MySQL vs PostgreSQL: The Architect's Dilemma in the Wake of the Oracle Acquisition
It has been a turbulent year for the open-source community. With Oracle closing its acquisition of Sun Microsystems back in January, many of us managing VPS Norway infrastructure are looking at our LAMP stacks with a degree of nervousness. Is MySQL still the safe bet? Or does the release of PostgreSQL 9.0 last month signal a changing of the guard?
I have spent the last decade debugging my.cnf files across Scandinavian data centers, from chilly server rooms in Tromsø to enterprise racks in Oslo. If there is one thing I have learned, it is that database choice is rarely about syntax—it is about concurrency, data integrity, and how much sleep you want to get on weekends.
Let's cut through the FUD (Fear, Uncertainty, and Doubt) and look at the technical reality of choosing a database engine for your next project on CoolVDS.
The MySQL Proposition: Speed at a Price
MySQL is still the undisputed king of the web. It is the 'M' in LAMP for a reason. If you are running Drupal, Joomla, or WordPress, you are likely defaulting to MySQL 5.1. Its ubiquity is its strength.
However, the default storage engine, MyISAM, is a relic we need to stop using for writes. MyISAM uses table-level locking. This means if a user writes a comment on your blog, the entire table locks up. On a high-traffic site, this creates a queue of processes waiting for the lock to release, driving your load average through the roof.
The Fix: InnoDB
If you stick with MySQL, you must migrate to InnoDB. It supports row-level locking and transactions (ACID compliance). Here is the configuration you need to check in /etc/my.cnf immediately to ensure you aren't bottlenecking on disk I/O:
[mysqld]
# Use InnoDB as default
default-storage-engine = InnoDB
# The most critical setting. Set this to 70-80% of your VPS RAM.
# On a 4GB CoolVDS instance, set this to 3G.

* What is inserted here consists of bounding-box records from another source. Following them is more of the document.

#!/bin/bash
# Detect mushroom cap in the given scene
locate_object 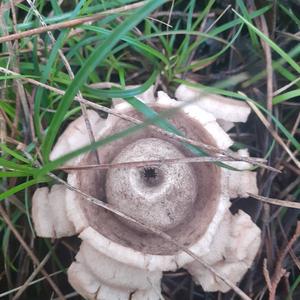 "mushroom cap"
[106,138,197,231]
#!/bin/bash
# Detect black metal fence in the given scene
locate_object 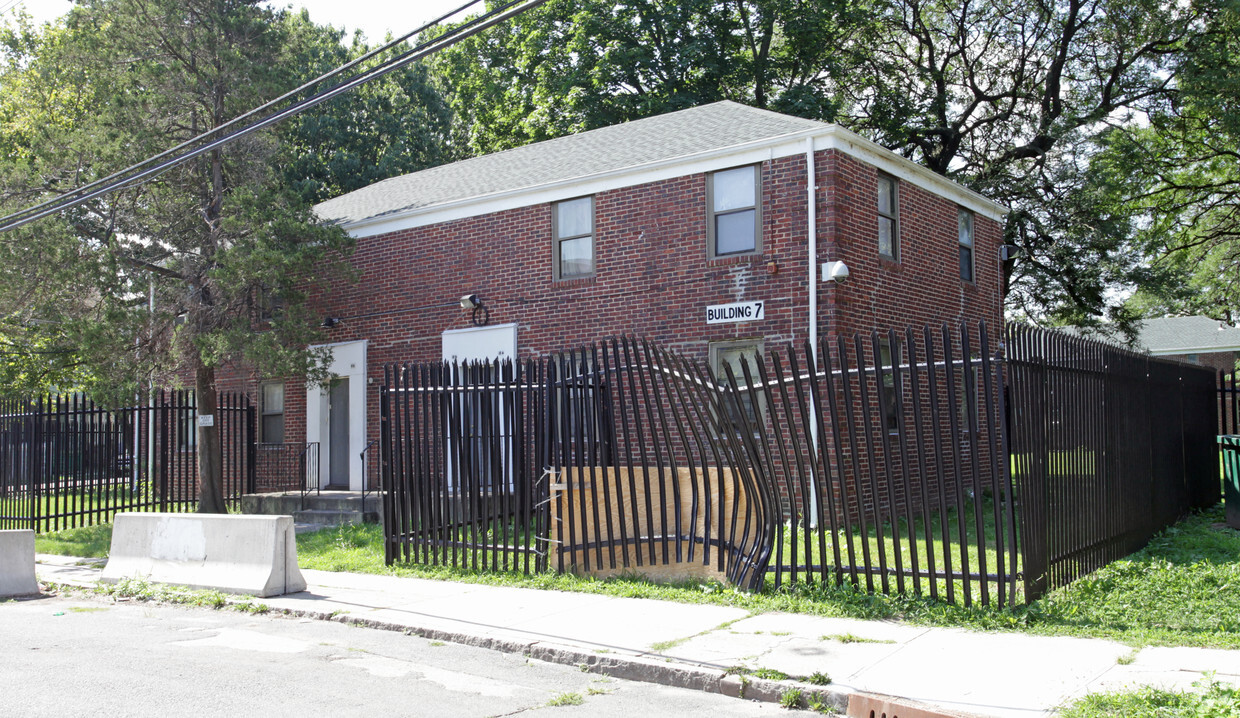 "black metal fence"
[1007,327,1219,600]
[379,325,1215,605]
[248,441,319,494]
[0,391,255,532]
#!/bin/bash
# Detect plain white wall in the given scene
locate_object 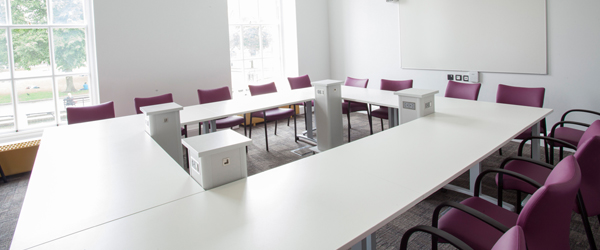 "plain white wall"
[329,0,600,126]
[94,0,231,116]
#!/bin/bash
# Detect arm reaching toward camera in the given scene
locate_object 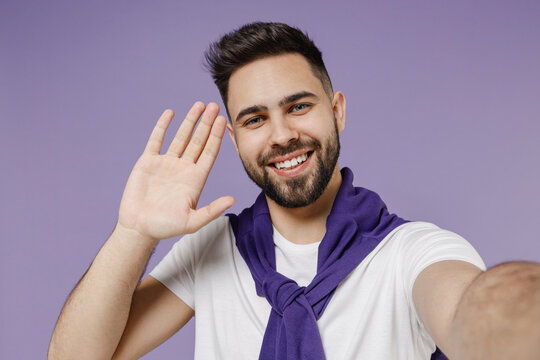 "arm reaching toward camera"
[48,102,234,359]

innodb_buffer_pool_size = 3G
# Log file size should be about 25% of the buffer pool
innodb_log_file_size = 256M
# Avoid double buffering by the OS
innodb_flush_method = O_DIRECT
PostgreSQL 9.0: The New Challenger
For years, SysAdmins avoided PostgreSQL because replication was a nightmare. We had to use complex trigger-based solutions like Slony-I. That changed last month with the release of PostgreSQL 9.0. It introduced built-in Hot Standby and Streaming Replication.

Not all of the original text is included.